For the study, which has been published in the scientific journal Emotion, researchers from the University of California at Riverside (UCR) recruited nearly 300 undergraduate students and told them "the study would be about physical attractiveness," as per ScienceDaily. After filling out a questionnaire, the students had their photos taken, and the researchers told them that students in another location would be rating them based on their "physical attractiveness." Which, you know, sounds like a pretty awkward, uncomfortable experience, right?
While the students waited for their "ratings," the researchers told them to play some Tetris to pass the time, for about 10 minutes total. The students were given the choice to play the game at three different levels, according to ScienceDaily: an "easy" level, an "adaptive" level — meaning the difficulty of the game increased as the participants got better at playing — and finally, a "difficult," or "high challenge" level. When they were done playing, the students filled out a survey to measure their general emotions, which included questions about both feelings of flow and worry.
After all of that, the researchers finally revealed to the students that no one had been rating their "physical attractiveness" at all over the course of the study. Rather, this was simply meant to make the participants just a little bit uncomfortable, so that the researchers could get a feel for how Tetris might soothe their worried minds.
And in fact, that's pretty much exactly what happened. According to the study's results, Tetris was shown to be effective in "bolstering positive emotion and mitigating negative emotions" for the students, and yes, it even induced a state of flow for those who chose to play the "adaptive" level of the game.
As per ScienceDaily, UCR researcher Kate Sweeny said in a statement,
The Tetris study is key because it experimentally manipulates flow and shows effects of that manipulation, which provides convincing evidence that flow actually causes well-being during waiting periods, not that it just happens to coincide with well-being.
And BTW, this doesn't mean Tetris, and Tetris alone, can ease a worried state of mind and/or induce a state of flow. The real point here is that doing something that's just challenging enough to engage you, but not totally defeat or bore you — i.e., in this experiment, the "adaptive" level of Tetris — can be really beneficial for your mental well-being.

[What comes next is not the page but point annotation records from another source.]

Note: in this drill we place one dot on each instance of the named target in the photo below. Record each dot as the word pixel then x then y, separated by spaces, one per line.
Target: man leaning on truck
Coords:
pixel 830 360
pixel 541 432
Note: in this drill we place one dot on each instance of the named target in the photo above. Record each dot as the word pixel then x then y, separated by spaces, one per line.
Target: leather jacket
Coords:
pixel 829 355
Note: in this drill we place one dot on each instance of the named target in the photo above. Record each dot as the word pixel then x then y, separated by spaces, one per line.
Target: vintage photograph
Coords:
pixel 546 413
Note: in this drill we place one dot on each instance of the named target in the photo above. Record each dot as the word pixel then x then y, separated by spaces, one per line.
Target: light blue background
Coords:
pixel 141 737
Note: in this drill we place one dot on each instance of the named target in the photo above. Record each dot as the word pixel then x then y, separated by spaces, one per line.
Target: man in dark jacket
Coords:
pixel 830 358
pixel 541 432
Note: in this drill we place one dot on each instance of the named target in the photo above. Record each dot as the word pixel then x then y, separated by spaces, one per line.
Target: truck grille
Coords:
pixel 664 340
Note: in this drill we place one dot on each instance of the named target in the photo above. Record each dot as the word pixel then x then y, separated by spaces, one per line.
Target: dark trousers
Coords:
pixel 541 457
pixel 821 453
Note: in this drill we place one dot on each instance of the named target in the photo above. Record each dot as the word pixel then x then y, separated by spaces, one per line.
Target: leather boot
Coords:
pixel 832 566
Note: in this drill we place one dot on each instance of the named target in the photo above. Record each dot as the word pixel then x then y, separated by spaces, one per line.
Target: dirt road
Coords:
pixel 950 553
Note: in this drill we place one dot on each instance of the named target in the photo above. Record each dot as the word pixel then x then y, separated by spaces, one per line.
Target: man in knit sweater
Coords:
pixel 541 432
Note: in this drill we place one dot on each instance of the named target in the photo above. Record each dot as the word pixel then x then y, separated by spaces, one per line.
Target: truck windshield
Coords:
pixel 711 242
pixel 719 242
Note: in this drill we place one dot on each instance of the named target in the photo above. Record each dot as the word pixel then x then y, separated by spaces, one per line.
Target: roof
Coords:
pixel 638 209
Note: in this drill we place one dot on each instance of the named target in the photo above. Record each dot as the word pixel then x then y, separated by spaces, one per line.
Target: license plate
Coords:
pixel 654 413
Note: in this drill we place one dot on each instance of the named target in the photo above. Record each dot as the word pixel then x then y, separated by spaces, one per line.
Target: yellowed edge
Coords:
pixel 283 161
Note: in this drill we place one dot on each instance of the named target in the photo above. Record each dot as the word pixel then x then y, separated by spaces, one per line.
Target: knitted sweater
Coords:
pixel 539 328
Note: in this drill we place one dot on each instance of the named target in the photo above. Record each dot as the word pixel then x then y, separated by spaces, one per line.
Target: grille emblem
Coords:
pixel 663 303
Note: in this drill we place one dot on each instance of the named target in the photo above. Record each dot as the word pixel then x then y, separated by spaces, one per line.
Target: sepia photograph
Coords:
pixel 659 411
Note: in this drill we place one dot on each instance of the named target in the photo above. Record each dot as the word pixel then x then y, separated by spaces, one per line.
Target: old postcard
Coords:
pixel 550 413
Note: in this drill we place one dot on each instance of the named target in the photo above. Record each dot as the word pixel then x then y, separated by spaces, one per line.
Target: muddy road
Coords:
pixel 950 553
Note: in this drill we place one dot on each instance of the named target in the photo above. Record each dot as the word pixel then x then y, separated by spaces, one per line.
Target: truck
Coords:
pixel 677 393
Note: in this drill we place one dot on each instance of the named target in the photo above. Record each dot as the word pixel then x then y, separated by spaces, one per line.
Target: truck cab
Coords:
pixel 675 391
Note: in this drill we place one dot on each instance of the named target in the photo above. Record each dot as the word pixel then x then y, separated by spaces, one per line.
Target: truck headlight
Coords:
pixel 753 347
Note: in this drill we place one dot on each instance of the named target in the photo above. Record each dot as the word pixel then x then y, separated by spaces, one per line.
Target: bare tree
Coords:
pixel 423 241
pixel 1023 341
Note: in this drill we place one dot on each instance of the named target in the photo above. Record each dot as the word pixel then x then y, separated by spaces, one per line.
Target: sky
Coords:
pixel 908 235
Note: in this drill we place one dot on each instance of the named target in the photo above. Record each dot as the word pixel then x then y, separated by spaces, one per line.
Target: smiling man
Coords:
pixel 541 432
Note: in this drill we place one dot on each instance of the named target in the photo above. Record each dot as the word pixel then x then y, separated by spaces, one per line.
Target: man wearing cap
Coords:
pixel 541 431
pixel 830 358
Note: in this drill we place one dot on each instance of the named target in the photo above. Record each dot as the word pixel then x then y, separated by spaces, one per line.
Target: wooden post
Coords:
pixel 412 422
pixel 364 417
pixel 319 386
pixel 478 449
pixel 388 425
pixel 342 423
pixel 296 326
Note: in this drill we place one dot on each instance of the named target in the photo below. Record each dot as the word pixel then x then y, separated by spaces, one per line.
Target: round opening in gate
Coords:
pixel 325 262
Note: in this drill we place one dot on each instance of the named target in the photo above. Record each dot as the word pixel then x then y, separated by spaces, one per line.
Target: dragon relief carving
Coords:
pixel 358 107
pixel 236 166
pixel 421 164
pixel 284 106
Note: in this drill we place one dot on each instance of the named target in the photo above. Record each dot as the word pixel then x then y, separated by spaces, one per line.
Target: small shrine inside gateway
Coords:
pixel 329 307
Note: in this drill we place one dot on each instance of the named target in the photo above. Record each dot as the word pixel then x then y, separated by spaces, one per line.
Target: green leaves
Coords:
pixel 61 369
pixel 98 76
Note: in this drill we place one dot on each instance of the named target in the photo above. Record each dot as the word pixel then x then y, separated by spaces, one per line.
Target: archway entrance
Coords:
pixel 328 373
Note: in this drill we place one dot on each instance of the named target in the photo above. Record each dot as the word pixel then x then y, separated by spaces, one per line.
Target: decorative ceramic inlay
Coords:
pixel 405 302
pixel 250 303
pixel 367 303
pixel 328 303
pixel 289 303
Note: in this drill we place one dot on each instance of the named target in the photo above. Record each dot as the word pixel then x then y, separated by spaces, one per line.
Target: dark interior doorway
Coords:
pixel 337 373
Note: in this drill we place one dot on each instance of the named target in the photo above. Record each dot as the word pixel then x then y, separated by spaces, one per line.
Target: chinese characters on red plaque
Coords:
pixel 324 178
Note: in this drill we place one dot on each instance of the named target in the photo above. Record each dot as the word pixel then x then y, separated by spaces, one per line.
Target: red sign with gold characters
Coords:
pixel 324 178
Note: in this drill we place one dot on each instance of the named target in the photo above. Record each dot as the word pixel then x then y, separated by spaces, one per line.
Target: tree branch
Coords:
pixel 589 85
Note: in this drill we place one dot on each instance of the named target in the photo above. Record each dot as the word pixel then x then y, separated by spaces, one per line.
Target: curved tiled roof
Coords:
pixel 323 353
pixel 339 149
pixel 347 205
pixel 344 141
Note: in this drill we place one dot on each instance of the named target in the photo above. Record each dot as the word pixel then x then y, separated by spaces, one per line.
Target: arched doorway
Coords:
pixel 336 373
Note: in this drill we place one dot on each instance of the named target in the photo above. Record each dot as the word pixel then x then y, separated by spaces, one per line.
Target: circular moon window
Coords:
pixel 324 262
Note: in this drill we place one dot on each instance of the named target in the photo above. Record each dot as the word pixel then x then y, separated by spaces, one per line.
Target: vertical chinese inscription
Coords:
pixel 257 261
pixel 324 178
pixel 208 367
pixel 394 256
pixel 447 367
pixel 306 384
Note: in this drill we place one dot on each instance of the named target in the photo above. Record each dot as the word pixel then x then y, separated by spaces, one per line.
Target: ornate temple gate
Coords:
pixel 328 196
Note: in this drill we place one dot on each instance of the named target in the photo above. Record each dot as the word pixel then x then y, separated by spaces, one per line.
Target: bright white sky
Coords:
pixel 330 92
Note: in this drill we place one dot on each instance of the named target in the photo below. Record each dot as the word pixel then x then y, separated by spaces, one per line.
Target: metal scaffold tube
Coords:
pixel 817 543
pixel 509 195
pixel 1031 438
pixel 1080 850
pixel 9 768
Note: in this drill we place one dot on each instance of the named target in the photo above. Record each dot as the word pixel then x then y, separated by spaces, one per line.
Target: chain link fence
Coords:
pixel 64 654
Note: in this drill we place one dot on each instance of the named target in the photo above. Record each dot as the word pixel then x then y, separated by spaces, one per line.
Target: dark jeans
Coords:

To that point, Katie Ziskind, a licensed marriage and family therapist based in Connecticut, tells Elite Daily in an email that a state of flow can be achieved through a wide variety of activities: yoga, playing sports, playing chess, video games, or really, truly, any place where a person feels confident, engaged, and safe. In the flow state, Ziskind explains, you are "completely present in the moment."
But why exactly is it so good for you to experience flow on a regular basis? Well, according to Ziskind, many of us are, oftentimes, in a state of stress or anxiety, even when we're not actively waiting for something uncomfortable or unpleasant. The therapist tells me that many people spend a lot of their time thinking about the past, feeling regretful, and/or worrying about the future. So, when you think about it that way, it's always a good idea to counteract those stressful thoughts with something that's more calming and soothing.
"The flow state," Ziskind says, "is where these worries are not there."